The agencies continue to be the go-to source for multifamily financing. With significant deliveries of Class A properties, we have seen the agencies become more selective and conservative in their underwriting on their “lease-up” programs. In some cases, they are pulling the lease-up program all together over supply concerns. Otherwise, they are aggressively providing both fixed-rate and floating-rate loans for stabilized properties.
Debt funds have been dominating the non-recourse bridge loan space this year. New capital raised last year has translated into increased competition that has both brought down the cost of bridge debt and loosened underwriting guidelines. In order to differentiate their capital and “win” new business, debt funds are willing to take on more construction risk, push leverage and lend in secondary and tertiary markets; Oftentimes leverage is being increased through the use of internal mezzanine.
Additionally, we are seeing for the first time bridge lenders willing to commit to future funding without charging interest on the hold back amounts.
Construction lending capacity at the banks seems to be better managed this year as a result of tightened underwriting parameters, loan rationing and consequential filtering out of sponsors. We are seeing the upper limit on loan to cost at 70 percent, with most banks maxing out leverage at 65 percent.
The rule of thumb for sponsorship liquidity and net worth requirements used to be 10 percent of the loan amount, with the net worth being equal to the size of the loan. However, as developers take on more construction projects, banks are shifting toward 15 percent liquidity upwards of a 150 percent net worth. Credit spreads on construction loans, however, have flattened—we have not noticed any significant changes in spreads so far this year.
With respect to land financing, some banks are willing to provide pre-development or land development loans, but sponsors are being underwritten to take out construction financing, and only in cases where lenders are also actively trying to win the construction loan.
Product type comparisons show that street-level retail centers with legacy tenants, as well as mid-size and big box centers, are the lowest priority for bank lenders. Industrial properties are in high demand, especially in infill locations in major markets where last mile industrial properties are undersupplied.

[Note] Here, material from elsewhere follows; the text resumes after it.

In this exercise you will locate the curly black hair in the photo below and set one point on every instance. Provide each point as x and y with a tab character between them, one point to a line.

HIGHER LEVERAGE / PREFERED EQUITY
Due to constraints on bank construction debt leverage, mezzanine and preferred equity funds have proliferated in the middle-market commercial real estate space, providing up to 85 percent financing on development and value-add deals.
Various funds are offering a stretch senior product in which they provide the full capitalization, with the senior loan component priced competitively with bank financing and removing one additional capital partner from the equation. These funds are typically non-recourse, which is more appealing to borrowers as they are focused on balance sheet management, given the banks’ increased focus on contingent liabilities.

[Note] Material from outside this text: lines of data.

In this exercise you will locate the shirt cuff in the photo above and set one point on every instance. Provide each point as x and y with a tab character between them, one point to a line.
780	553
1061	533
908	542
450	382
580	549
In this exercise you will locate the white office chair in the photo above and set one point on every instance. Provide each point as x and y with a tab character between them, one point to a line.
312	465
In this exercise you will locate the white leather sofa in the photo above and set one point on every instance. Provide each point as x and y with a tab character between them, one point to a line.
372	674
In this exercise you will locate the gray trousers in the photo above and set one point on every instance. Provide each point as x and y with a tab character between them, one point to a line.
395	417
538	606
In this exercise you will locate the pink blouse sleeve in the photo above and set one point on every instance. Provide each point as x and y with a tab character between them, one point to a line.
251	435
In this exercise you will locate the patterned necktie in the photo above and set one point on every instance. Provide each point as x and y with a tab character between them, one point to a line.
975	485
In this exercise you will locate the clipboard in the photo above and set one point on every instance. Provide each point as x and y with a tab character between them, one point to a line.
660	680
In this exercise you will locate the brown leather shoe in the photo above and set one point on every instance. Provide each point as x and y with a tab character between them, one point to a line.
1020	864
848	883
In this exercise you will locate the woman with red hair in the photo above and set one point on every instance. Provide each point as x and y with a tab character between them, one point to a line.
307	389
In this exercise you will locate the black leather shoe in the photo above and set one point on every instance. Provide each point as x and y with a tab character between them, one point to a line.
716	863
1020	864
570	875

This year we have seen JV equity funds shift their focus back to major markets as opposed to searching for higher-yielding investments in secondary or tertiary markets. Funds remain focused on partnering with experienced sponsors, especially as execution risk from a market cycle standpoint has become a greater point focus for them.
The capital markets continue to evolve with seemingly strong liquidity in all segments of the market. Recently proposed changes to banking regulation and pending rate hikes should not materially change the supply of capital in 2017.
Dekel Capital actively sources equity for developers in the industrial, creative office and multifamily space. We advise our clients to get out in front of their deals in terms of timing, as the groups that are active are busy, which can affect closing timelines.